Par Zouhaïr BEN AMOR (Universitaire)

L’art naïf en Tunisie n’est pas une peinture mineureni une maladresse charmante que l’on regarderait avec indulgence. Il est, au contraire, l’une des façons les plus directes par lesquelles une société se raconte quand elle ne veut pas passer par les grands discours. Dans ses couleurs franches, ses perspectives libres, ses personnages disproportionnés, ses villages serrés les uns contre les autres, ses cafés, ses mariages, ses femmes au seuil des maisons, ses pêcheurs, ses chevaux, ses marchés et ses saints populaires, il y a tout un pays qui parle sans demander la permission aux académies. L’art naïf ne cherche pas à prouver qu’il connaît les règles. Il affirme plutôt que la mémoire possède les siennes, et que l’enfance du regard peut parfois dire plus juste que la virtuosité savante.

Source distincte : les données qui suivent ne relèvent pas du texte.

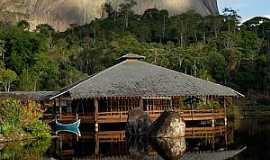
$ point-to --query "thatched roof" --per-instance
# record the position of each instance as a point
(30, 95)
(135, 78)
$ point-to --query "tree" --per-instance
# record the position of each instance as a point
(2, 49)
(7, 77)
(126, 10)
(23, 25)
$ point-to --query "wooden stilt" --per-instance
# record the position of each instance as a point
(96, 115)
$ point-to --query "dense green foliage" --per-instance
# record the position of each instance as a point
(20, 121)
(28, 150)
(216, 48)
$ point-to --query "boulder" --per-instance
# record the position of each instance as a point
(138, 122)
(169, 148)
(169, 125)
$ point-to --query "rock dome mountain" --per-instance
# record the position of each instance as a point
(62, 13)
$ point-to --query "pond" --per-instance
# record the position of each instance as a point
(248, 139)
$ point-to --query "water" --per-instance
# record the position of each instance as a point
(254, 133)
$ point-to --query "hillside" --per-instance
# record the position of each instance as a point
(62, 13)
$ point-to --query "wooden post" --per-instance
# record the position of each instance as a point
(213, 123)
(225, 111)
(60, 109)
(141, 103)
(171, 104)
(96, 114)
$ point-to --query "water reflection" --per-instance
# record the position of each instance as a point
(30, 150)
(114, 144)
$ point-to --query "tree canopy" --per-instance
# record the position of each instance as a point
(216, 48)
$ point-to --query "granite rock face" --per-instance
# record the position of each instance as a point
(138, 122)
(62, 13)
(168, 125)
(169, 148)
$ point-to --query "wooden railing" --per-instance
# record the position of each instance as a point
(119, 136)
(122, 116)
(188, 115)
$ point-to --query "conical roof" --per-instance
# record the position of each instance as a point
(135, 78)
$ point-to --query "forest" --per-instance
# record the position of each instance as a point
(216, 48)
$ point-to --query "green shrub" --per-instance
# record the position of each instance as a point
(38, 129)
(6, 129)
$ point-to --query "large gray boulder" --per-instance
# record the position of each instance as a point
(169, 125)
(169, 148)
(138, 122)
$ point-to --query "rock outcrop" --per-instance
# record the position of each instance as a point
(138, 122)
(168, 125)
(168, 148)
(62, 13)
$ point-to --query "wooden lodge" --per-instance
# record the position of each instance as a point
(108, 96)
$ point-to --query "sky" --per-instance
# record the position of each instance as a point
(247, 8)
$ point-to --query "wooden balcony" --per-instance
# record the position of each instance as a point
(188, 115)
(122, 117)
(120, 136)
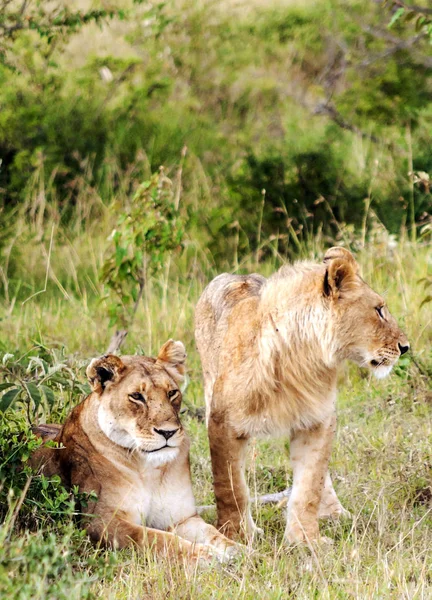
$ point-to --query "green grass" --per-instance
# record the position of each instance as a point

En Tunisie, cette peinture trouve naturellement son terrain dans la vie quotidienne. Elle naît moins dans le silence froid des ateliers que dans le bruit des ruelles, dans la poussière des places de village, dans les odeurs de jasmin, de pain chaud, de poisson et de terre mouillée. Elle semble venir de cette Tunisie profonde où les images précèdent souvent les mots. Les maisons blanches, les portes bleues, les tapis, les habits traditionnels, les barques, les fêtes religieuses, les scènes de circoncision, les cortèges de mariage ou les cafés d’hommes ne sont pas de simples décors, ils deviennent les signes d’un monde populaire qui résiste à l’effacement.

Une innocence qui n’est pas de la naïveté

Le mot «naïf» peut tromper. Il donne parfois l’impression d’un art simple, presque enfantin, comme si l’artiste ignorait ce qu’il faisait. Or l’art naïf tunisien ne relève pas de l’ignorance. Il relève d’une autre intelligence. Là où l’art académique cherche la profondeur, l’ombre exacte, la perspective correcte et la maîtrise du corps, l’art naïf choisit souvent la frontalité, l’accumulation, la couleur vive et la narration immédiate. Il ne peint pas pour imiter le réel, mais pour le sauver. Il ne demande pas au spectateur d’admirer une technique, mais de reconnaître une scène, une atmosphère, une époque, une manière de vivre.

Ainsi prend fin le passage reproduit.